Google also includes a daily wallpapers feature that swap out your wallpaper image every 24 hours. To access these, head to Settings > Display > Wallpapers. If you choose Cityscapes, for example, you’ll see an option to turn on a daily wallpaper. Tap the box to set it up.

Turn on the Notification Light

Pixel’s notification light is turned off by default so you might not even know it’s there. To turn it on, head to Settings > Notifications then hit the gear icon and turn on “pulse notification light.” Whenever you get a new notification, a light will now blink periodically next to the earpiece speaker.

The light is subtle and it doesn’t blink often, though. You may want to turn it on as a gentle reminder that you have notifications waiting for you, especially if you have your phone set to silent or vibrate all other times.

Play Trivia With Assistant

Okay, this isn’t the most useful feature, but hey, it’s kind of fun. If you ask Google Assistant to “play Lucky Trivia,” it’ll launch a quick game of trivia with five questions. You can play alone or with multiple contestants. It asks a series of random questions like the one above, and you respond by voice. The questions are pretty easy, but if you have kids, this might be a fun feature for them.

Access Split Screen Mode

For apps that support it (and even on many that don’t), you can use split screen on the Pixel phone, too. To access split screen mode, open the apps you want to split. From within one of the apps, hold down the square menu button and your phone’s screen will split in half. From there, you can choose which second app you want in the bottom half of your screen.

When you’re in split screen mode, the square button aptly turns into two rectangle icons. To swap out the bottom screen app, hit this split screen icon. To exit split screen, hold down on the icon.

Avoid and Block Spam Calls

Whenever I get an unknown call, I immediately Google the number to see where it’s coming from. It could be UPS calling me about a package or it could be some spammer wasting my time. You probably do the same song and dance. Pixel makes it easier to screen calls with its Caller ID & Spam feature.

Turn on this feature from within the dialer Settings. This way, when you get a call, you’ll get as much info as possible about the caller. You can also block these numbers from Google Dialer.

Automatically and Securely Connect to Open Wi-Fi Networks

Google’s Wi-Fi assistant comes in handy when you want to save on data. It automatically connects to open Wi-Fi networks when they’re available. It only connects to high-quality networks and secures your data via a VPN. When you’re connected, a key icon appears in your status bar.

This feature is disabled by default. To turn it on, head to Settings > Wi-Fi, then hit the gear icon and turn on “use open Wi-Fi automatically.”

Enable Night Light

Less blue light before bed is a good thing. Pixel’s Night Light feature turns your screen tint from blue to red at night, kind of like f.lux can, but without the need to root your phone or use an app. Theoretically, less blue night at light helps you sleep better.

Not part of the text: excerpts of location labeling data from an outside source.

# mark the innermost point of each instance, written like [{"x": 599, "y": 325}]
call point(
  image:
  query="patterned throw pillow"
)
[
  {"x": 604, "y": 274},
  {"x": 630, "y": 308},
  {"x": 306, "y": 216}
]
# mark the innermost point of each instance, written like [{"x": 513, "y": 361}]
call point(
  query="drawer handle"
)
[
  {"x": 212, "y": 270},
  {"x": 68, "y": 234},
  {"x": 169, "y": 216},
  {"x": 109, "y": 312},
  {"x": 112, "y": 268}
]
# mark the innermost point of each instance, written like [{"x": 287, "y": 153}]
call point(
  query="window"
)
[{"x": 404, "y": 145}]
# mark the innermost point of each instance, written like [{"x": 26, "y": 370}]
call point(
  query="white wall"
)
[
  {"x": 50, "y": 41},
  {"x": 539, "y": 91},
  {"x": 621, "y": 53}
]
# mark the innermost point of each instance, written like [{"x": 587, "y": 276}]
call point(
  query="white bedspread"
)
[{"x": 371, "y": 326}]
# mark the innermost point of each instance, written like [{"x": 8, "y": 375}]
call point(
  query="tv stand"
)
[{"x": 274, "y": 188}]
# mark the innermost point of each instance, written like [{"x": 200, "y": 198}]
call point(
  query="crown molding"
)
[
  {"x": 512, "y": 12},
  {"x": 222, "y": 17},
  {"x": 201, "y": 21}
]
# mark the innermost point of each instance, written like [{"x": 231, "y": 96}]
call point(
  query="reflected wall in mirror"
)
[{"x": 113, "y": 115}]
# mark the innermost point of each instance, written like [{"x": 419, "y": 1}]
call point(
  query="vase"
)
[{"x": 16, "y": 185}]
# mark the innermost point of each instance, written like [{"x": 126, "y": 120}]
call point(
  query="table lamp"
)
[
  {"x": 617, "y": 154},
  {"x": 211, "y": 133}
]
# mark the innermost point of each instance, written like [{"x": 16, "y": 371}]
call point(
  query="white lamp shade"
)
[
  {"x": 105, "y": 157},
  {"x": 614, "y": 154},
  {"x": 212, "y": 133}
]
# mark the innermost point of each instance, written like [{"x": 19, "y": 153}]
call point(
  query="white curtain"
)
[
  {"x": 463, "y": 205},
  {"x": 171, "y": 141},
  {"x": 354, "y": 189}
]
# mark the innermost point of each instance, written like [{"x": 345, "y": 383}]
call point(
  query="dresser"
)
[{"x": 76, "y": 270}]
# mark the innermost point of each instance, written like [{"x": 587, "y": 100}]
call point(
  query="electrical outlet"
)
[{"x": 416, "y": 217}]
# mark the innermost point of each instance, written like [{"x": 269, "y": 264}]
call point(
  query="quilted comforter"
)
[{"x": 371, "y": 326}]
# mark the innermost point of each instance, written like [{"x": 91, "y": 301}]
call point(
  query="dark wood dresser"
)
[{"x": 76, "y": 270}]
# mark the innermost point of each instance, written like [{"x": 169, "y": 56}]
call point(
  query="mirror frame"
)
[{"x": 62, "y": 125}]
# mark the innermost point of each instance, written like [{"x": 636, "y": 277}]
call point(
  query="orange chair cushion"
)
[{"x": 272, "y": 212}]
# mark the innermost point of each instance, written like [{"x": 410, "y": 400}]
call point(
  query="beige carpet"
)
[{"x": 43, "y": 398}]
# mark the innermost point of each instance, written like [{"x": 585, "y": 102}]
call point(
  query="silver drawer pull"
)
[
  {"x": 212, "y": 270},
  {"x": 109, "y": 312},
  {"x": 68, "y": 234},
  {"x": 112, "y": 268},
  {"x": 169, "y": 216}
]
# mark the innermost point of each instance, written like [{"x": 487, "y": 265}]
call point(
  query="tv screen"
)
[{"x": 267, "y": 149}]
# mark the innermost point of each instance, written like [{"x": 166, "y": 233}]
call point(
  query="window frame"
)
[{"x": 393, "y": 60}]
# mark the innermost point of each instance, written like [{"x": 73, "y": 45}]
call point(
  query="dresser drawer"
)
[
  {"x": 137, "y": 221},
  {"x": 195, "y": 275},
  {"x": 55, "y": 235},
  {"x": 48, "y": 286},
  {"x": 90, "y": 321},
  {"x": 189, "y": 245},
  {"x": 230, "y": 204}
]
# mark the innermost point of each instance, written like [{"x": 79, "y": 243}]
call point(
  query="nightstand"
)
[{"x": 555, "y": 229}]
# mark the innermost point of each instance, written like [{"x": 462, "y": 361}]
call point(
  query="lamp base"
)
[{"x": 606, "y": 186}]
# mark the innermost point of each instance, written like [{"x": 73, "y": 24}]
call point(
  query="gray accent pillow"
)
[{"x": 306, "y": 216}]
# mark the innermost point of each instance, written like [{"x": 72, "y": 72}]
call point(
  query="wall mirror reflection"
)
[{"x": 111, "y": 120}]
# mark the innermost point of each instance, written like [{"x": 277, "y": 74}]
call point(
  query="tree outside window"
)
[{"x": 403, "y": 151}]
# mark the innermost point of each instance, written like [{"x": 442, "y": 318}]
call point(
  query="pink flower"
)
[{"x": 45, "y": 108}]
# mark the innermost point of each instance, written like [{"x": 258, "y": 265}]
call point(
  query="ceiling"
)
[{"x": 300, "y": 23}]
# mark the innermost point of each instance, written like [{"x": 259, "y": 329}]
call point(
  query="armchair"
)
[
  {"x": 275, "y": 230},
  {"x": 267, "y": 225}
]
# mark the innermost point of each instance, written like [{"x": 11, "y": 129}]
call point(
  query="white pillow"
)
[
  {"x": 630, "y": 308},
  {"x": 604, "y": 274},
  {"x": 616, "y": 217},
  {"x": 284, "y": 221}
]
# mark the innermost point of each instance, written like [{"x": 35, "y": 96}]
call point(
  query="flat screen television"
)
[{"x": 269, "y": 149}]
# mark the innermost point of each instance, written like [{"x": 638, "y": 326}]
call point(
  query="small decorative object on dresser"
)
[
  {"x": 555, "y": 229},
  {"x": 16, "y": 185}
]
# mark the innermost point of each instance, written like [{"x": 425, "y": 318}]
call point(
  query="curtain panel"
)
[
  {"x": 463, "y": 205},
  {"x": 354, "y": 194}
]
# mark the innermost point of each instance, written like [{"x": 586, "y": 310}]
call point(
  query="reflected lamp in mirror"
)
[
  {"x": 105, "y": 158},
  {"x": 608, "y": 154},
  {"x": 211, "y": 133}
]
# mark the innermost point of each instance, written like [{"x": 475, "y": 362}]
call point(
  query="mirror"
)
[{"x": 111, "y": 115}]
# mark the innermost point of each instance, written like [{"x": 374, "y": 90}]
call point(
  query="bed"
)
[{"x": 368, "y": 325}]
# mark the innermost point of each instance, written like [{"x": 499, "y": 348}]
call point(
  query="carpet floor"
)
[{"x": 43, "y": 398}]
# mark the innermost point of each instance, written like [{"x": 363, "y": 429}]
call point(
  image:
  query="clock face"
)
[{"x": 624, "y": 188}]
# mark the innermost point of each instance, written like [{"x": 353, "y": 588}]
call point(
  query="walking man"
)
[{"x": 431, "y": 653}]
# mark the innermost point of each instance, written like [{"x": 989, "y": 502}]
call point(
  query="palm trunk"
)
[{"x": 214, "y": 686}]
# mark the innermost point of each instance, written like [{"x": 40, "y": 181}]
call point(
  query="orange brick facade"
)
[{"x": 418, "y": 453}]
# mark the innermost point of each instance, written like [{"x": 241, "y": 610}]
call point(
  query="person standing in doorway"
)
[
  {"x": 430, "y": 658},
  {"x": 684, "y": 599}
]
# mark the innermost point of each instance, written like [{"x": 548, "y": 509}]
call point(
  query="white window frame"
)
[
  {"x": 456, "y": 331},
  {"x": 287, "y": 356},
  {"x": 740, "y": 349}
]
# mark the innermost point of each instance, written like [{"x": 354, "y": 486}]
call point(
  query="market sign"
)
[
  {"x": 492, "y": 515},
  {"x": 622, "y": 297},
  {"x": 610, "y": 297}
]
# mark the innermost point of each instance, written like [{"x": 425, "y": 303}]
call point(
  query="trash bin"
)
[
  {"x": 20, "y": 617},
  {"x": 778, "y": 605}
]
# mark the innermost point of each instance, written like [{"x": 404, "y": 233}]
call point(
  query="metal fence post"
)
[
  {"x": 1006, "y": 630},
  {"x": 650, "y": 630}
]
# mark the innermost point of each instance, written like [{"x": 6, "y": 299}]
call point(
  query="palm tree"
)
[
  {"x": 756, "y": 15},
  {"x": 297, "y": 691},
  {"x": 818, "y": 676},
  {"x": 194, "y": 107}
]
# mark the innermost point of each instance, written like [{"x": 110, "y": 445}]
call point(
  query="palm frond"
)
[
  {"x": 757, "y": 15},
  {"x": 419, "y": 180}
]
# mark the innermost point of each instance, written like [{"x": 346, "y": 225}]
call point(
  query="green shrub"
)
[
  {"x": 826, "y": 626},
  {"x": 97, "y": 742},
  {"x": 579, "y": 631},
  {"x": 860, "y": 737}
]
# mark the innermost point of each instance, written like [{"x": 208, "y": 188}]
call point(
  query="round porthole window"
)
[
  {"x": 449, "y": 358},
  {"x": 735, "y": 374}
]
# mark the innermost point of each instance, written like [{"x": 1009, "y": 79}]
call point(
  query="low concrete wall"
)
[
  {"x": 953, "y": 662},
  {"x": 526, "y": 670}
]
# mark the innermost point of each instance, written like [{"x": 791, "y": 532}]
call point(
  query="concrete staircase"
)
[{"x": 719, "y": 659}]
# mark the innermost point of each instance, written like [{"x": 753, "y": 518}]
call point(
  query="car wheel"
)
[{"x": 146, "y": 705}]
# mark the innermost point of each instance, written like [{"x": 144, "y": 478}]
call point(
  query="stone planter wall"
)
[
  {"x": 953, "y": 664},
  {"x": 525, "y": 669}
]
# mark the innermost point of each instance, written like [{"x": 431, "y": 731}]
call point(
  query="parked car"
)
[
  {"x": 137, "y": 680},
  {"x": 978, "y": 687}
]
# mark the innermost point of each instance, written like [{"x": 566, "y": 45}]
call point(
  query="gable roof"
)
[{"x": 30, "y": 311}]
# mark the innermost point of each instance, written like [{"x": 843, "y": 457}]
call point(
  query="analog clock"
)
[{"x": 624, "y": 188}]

Access Night Light from Settings > Display > Night Light. You can set it to turn off and on automatically from sunset to sunrise, or you can schedule it for specific times of the day.

Get Information Related to What’s Currently on Screen

Google Assistant will tell you all the interesting things it can do when you have the app open, much like Google Now On Tap used to on older devices. You can also use it from within other apps, though. Depending on what’s on your screen, Assistant can offer extra information. If you’re reading an article, for example, launch Assistant by saying “OK Google,” and you can swipe up on Assistant to see suggestions for further reading or more information on a specific topic.

Pixel already comes with a surplus of practical settings, so it’s easy to glaze over some of the more obscure features it comes with. Best of all, some of these features are already available on Nexus, or they will be, with Android 7.1.1.